OPINION SYLVAIN CHARLEBOIS

Quand on préfère Gwyneth Paltrow au Guide alimentaire

Selon un récent sondage des universités Dalhousie et Guelph, 74 % des Canadiens savent que le pays s’est doté d’un nouveau Guide alimentaire, mais seulement 29 % pensent l’utiliser. Tandis que certains croient qu’il coûte cher de suivre les recommandations du Guide, d’autres estiment qu’il ne reflète aucunement nos us et coutumes à la table.

Ce sondage révèle que le Guide alimentaire ne constitue pas vraiment un document influent pour le commun des mortels. Comme source d’information nutritionnelle, il ne se classe qu’au sixième rang en importance pour les Canadiens.

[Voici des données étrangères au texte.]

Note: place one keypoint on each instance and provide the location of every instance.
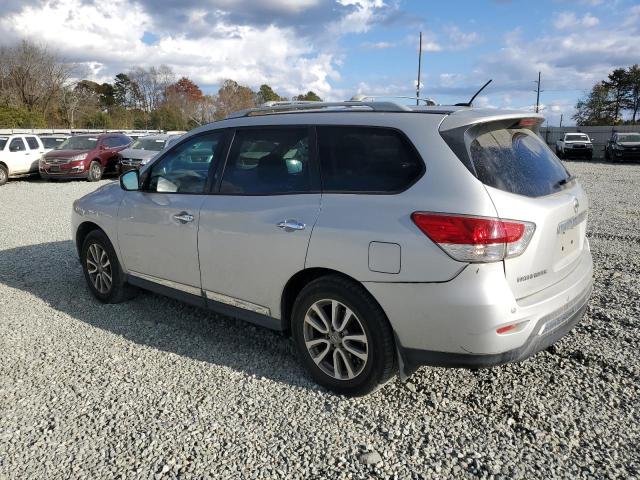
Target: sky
(339, 48)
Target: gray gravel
(157, 389)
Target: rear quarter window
(517, 161)
(366, 159)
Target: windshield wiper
(564, 181)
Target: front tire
(102, 270)
(95, 171)
(4, 175)
(343, 337)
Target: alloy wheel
(335, 339)
(99, 268)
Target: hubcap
(335, 339)
(99, 268)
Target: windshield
(148, 144)
(78, 143)
(52, 142)
(577, 138)
(633, 137)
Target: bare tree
(32, 76)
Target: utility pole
(538, 94)
(419, 69)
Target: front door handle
(183, 217)
(291, 225)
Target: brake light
(475, 239)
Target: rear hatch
(527, 182)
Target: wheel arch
(84, 229)
(301, 279)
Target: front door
(158, 226)
(254, 232)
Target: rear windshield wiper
(564, 181)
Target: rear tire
(349, 346)
(4, 175)
(95, 171)
(102, 270)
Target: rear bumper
(455, 323)
(538, 340)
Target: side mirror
(130, 181)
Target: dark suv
(84, 156)
(623, 147)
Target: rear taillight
(475, 239)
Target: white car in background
(19, 156)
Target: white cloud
(569, 20)
(106, 37)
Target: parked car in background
(623, 147)
(380, 236)
(52, 141)
(144, 149)
(574, 145)
(84, 156)
(19, 156)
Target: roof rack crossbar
(311, 107)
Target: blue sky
(342, 47)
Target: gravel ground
(156, 389)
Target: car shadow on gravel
(52, 273)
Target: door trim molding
(168, 283)
(236, 302)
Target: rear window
(366, 159)
(517, 161)
(576, 138)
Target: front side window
(268, 161)
(33, 143)
(366, 159)
(17, 145)
(51, 142)
(185, 168)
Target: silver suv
(382, 237)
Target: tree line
(39, 90)
(614, 101)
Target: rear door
(20, 158)
(254, 232)
(526, 181)
(37, 150)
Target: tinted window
(362, 159)
(185, 169)
(516, 161)
(154, 144)
(17, 145)
(33, 143)
(51, 142)
(78, 143)
(274, 160)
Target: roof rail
(298, 106)
(361, 98)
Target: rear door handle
(291, 225)
(183, 217)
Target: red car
(84, 156)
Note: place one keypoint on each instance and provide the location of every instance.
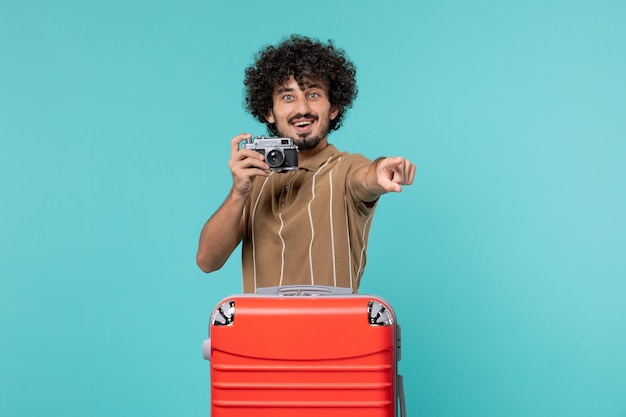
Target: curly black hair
(305, 59)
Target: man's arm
(223, 231)
(382, 176)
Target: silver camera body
(280, 153)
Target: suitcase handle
(306, 290)
(400, 394)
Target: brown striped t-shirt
(306, 226)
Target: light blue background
(505, 261)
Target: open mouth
(302, 125)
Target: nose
(303, 105)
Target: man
(309, 225)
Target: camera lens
(274, 158)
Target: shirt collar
(317, 160)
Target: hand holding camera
(280, 153)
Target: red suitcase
(304, 351)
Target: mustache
(303, 116)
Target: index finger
(234, 142)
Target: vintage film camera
(280, 153)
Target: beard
(308, 141)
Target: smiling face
(302, 113)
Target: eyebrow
(285, 89)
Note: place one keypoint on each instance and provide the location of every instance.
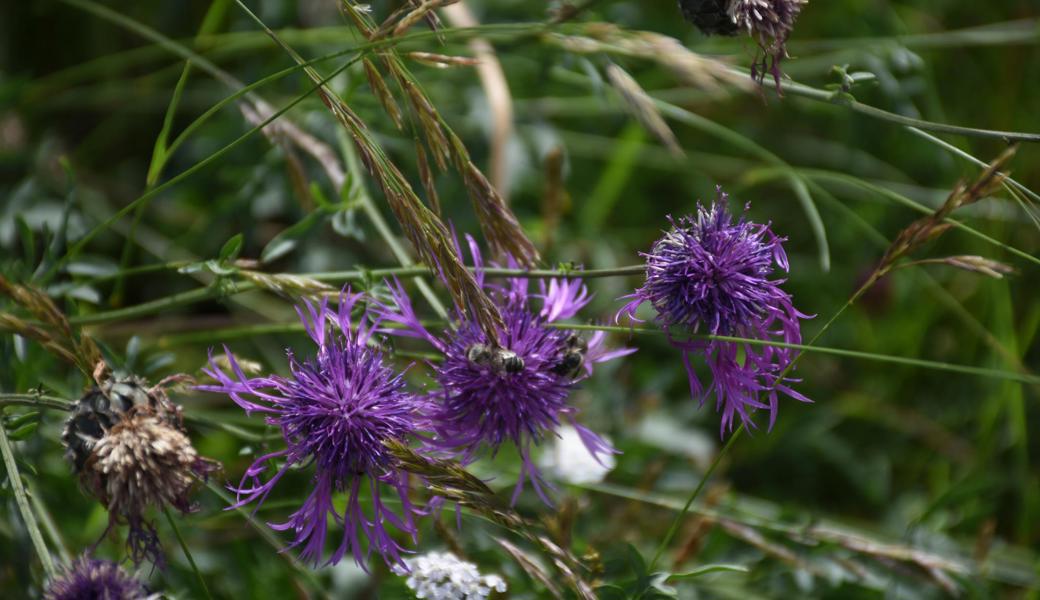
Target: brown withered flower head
(127, 444)
(768, 22)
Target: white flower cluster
(443, 576)
(571, 462)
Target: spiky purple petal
(710, 275)
(335, 412)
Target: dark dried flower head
(127, 444)
(336, 412)
(93, 579)
(770, 23)
(104, 406)
(710, 275)
(711, 17)
(515, 392)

La famille, les amis et les réseaux sociaux représentent des sources plus importantes aux yeux des personnes sondées. Pire encore, les célébrités occupent une plus grande place que le Guide auprès des consommateurs âgés de 38 ans et moins. Il est tout de même incroyable de constater que pour un groupe important, une vedette hollywoodienne comme Gwyneth Paltrow, qui fait la promotion de diètes particulières, a plus de portée sur nos habitudes alimentaires que le Guide alimentaire canadien.

Autrement dit, peu de Canadiens considèrent le Guide comme un ouvrage de référence influent et essentiel pour leur bien-être. 

Après avoir consulté le Guide, on remarque qu’il nous offre un portrait complet fondé sur une science alimentaire à jour. Malgré une approche riche de sens, il fait toutefois piètre figure sur le plan du réalisme.

Le fameux « plat à trois sections » présente un idéal, un portrait que plusieurs Canadiens auront du mal à reproduire dans leur assiette, puisque les fruits et légumes proviennent d’ailleurs durant l’hiver tandis que les lentilles, le tofu et d’autres produits se détachent complètement de la culture franco-canadienne. Notre climat nordique représente un obstacle incontournable qui agit sur nos choix alimentaires au quotidien, et l’achat local en prend pour son rhume.

Le Guide influence peu nos vies pour plusieurs raisons. D’abord, l’héritage d’un ancien Guide qui n’avait rien à voir avec nos habitudes pendant tant d’années n’a pas aidé la cause.

Pendant que plusieurs consommateurs optaient pour autre chose, le Canada demeurait l’un des seuls pays à poursuivre la promotion combative du lait et des produits laitiers, tandis que les viandes formaient toujours une catégorie distincte d’aliments. 

Autrement dit, le Guide alimentaire faisait davantage la promotion des produits que de la nutrition. Le nouveau Guide démocratise le concept de la protéine, mais présente toujours un idéal hors de la portée de plusieurs. Depuis quelques années, on assiste à l’éclatement de l’offre des protéines et les consommateurs de plus en plus curieux essaient différents produits. Le Canada compte maintenant 466 000 véganes, ce qui équivaut environ à la population de la ville de Québec, et ce chiffre ne cesse d’augmenter.

Si le nouveau Guide aspire à sensibiliser un plus grand nombre de personnes, il doit tenir compte du quotidien des consommateurs avec les réalités socioéconomiques qui influencent leur budget.

Mais surtout, le Guide ne doit pas négliger la valorisation de notre culture ni de notre histoire culinaire. Les communautés autochtones recevront un Guide tout à fait unique cette année, et pourquoi pas ? Mais on comprend difficilement pourquoi Santé Canada ne le fait pas pour l’ensemble des communautés, en commençant par le Québec.

L’autre problème associé au Guide réside dans son lent et pénible processus de renouvellement. Le Canada a maintenant son premier Guide alimentaire en 12 ans. Ce cycle beaucoup trop long incite les consommateurs à l’oublier, tout simplement. Comme dans d’autres pays, le Guide requiert une révision quinquennale.

Des économies

Mais il y a tout de même une bonne nouvelle : selon une étude de l’Université Dalhousie, si une famille canadienne choisit de suivre le nouveau Guide alimentaire, elle pourrait épargner 1,86 $ par jour par rapport à l’ancienne version. Pas si mal ! Le hic cependant, c’est qu’il faut cuisiner chaque repas, et que le gaspillage alimentaire ne fait pas partie de l’équation dans ce calcul. Le nouveau Guide alimentaire reste donc abordable, mais il faut faire preuve de discipline.

* Sylvain Charlebois est également directeur scientifique de l’Institut des sciences analytiques en agroalimentaire.